Le major grillait de connaître le motif de cette singulière manie. Mais c’est le cas de dire que, malgré les interrogations, les allusions, les soupçons de Mac Nabbs, Paganel ne se déboutonna pas.
Non, pas même quand le Duncan passa la ligne et que les coutures du pont fondirent sous une chaleur de cinquante degrés.
«Il est si distrait, qu’il se croit à Saint-Pétersbourg,» disait le major en voyant le géographe enveloppé d’une vaste houppelande, comme si le mercure eût été gelé dans le thermomètre.
Enfin, le 9 mai, cinquante-trois jours après avoir quitté Talcahuano, John Mangles releva les feux du cap Clear. Le yacht embouqua le canal Saint-Georges, traversa la mer d’Irlande, et, le 10 mai, il donna dans le golfe de la Clyde. À onze heures, il mouillait à Dumbarton. À deux heures du soir, ses passagers entraient à Malcolm-Castle, au milieu des hurrahs des highlanders.
Il était donc écrit qu’Harry Grant et ses deux compagnons seraient sauvés, que John Mangles épouserait Mary Grant dans la vieille cathédrale de Saint-Mungo, où le révérend Morton, après avoir prié, neuf mois auparavant, pour le salut du père, bénit le mariage de sa fille et de son sauveur!
Il était donc écrit que Robert serait marin comme Harry Grant, marin comme John Mangles, et qu’il reprendrait avec eux les grands projets du capitaine, sous la haute protection de lord Glenarvan!
Mais était-il écrit que Jacques Paganel ne mourrait pas garçon? Probablement.
En effet, le savant géographe, après ses héroïques exploits, ne pouvait échapper à la célébrité.
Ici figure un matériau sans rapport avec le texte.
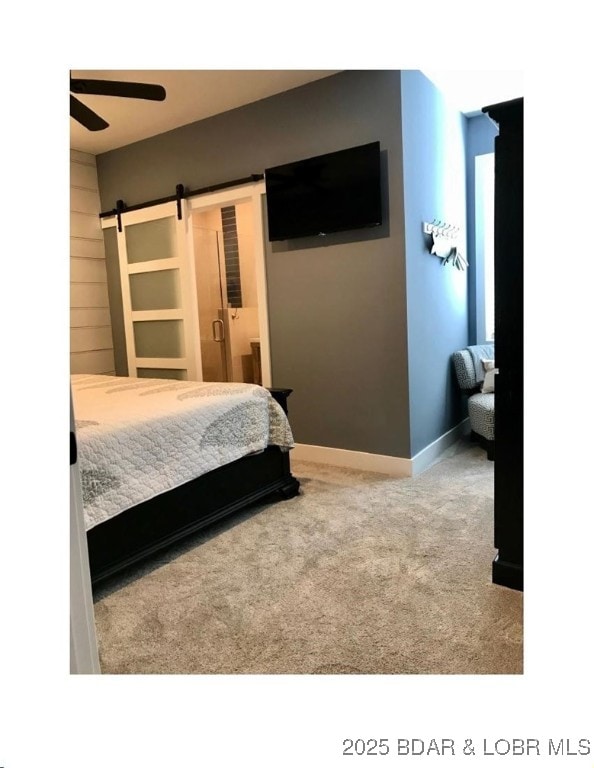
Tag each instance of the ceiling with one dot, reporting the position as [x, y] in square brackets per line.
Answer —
[191, 95]
[196, 94]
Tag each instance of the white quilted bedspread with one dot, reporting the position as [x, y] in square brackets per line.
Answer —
[140, 437]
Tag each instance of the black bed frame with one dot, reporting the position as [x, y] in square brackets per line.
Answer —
[153, 525]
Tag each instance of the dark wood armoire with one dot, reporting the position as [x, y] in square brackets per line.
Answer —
[508, 566]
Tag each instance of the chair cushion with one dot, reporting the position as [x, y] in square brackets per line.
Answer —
[481, 412]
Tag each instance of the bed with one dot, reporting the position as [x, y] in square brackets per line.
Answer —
[160, 459]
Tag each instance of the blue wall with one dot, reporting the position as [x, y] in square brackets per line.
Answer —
[434, 170]
[481, 141]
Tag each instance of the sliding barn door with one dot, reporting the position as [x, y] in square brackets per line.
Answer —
[158, 292]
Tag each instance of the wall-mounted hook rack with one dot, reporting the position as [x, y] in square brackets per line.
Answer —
[444, 242]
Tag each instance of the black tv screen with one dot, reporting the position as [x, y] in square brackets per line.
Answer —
[328, 193]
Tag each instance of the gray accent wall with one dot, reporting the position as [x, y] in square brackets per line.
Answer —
[337, 308]
[362, 324]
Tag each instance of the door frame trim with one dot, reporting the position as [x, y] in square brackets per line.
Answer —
[254, 193]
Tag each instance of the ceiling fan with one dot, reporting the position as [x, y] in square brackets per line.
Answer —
[91, 120]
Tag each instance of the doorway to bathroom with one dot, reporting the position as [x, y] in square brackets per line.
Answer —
[228, 257]
[188, 292]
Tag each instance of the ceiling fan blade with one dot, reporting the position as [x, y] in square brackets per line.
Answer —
[86, 116]
[118, 88]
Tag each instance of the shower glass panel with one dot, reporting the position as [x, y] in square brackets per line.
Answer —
[212, 292]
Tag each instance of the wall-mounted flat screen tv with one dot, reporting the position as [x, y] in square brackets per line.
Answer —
[328, 193]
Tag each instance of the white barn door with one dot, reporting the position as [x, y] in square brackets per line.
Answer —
[158, 292]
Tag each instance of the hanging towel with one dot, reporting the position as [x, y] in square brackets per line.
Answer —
[480, 352]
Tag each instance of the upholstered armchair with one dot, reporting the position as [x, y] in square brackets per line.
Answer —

Ses distractions firent fureur dans le grand monde écossais. On se l’arrachait, et il ne suffisait plus aux politesses dont il fut l’objet.
Et ce fut alors qu’une aimable demoiselle de trente ans, rien de moins que la cousine du major Mac Nabbs, un peu excentrique elle-même, mais bonne et charmante encore, s’éprit des singularités du géographe et lui offrit sa main. Il y avait un million dedans; mais on évita d’en parler.
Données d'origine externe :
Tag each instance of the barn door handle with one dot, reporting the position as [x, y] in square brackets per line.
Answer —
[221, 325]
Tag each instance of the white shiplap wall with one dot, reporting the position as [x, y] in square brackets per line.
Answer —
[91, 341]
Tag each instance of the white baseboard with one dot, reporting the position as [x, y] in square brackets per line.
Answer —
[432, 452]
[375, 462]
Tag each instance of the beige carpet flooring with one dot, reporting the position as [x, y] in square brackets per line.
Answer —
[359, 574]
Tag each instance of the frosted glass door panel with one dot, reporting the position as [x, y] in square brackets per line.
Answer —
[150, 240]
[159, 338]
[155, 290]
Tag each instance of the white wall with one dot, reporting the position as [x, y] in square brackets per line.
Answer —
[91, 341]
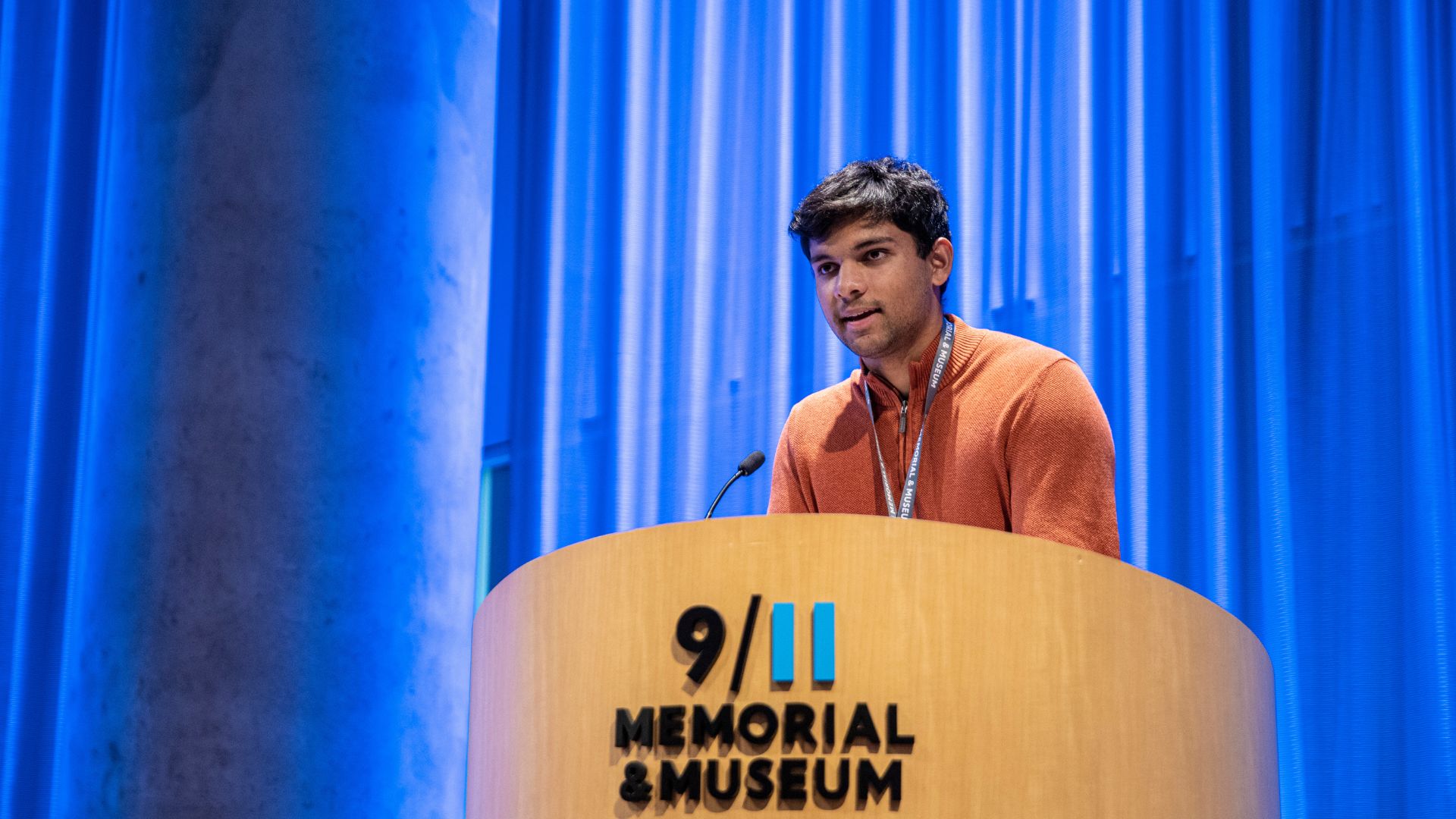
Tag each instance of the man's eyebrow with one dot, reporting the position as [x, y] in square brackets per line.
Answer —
[874, 241]
[820, 256]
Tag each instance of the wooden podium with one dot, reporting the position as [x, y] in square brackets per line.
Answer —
[974, 673]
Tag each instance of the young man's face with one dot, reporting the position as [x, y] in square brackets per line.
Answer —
[877, 293]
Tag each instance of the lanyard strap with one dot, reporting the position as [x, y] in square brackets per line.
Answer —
[906, 506]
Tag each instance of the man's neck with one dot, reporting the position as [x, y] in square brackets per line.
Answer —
[896, 368]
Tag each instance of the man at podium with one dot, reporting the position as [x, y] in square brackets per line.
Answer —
[941, 422]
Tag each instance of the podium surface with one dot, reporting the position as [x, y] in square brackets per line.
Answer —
[894, 668]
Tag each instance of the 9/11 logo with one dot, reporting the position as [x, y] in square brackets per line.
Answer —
[816, 739]
[702, 632]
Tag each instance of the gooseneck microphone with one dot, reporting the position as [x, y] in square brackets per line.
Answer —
[746, 468]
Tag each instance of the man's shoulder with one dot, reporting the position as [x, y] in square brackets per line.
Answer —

Paganel était loin d’être insensible aux sentiments de miss Arabella; cependant, il n’osait se prononcer.
Ce fut le major qui s’entremit entre ces deux cœurs faits l’un pour l’autre. Il dit même à Paganel que le mariage était la» dernière distraction» qu’il pût se permettre.
Grand embarras de Paganel, qui, par une étrange singularité, ne se décidait pas à articuler le mot fatal.
«Est-ce que miss Arabella ne vous plaît pas? lui demandait sans cesse Mac Nabbs.
– Oh! Major, elle est charmante! s’écria Paganel, mille fois trop charmante, et, s’il faut tout vous dire, il me plairait davantage qu’elle le fût moins! Je lui voudrais un défaut.
– Soyez tranquille, répondit le major, elle en possède, et plus d’un. La femme la plus parfaite en a toujours son contingent. Ainsi, Paganel, est-ce décidé?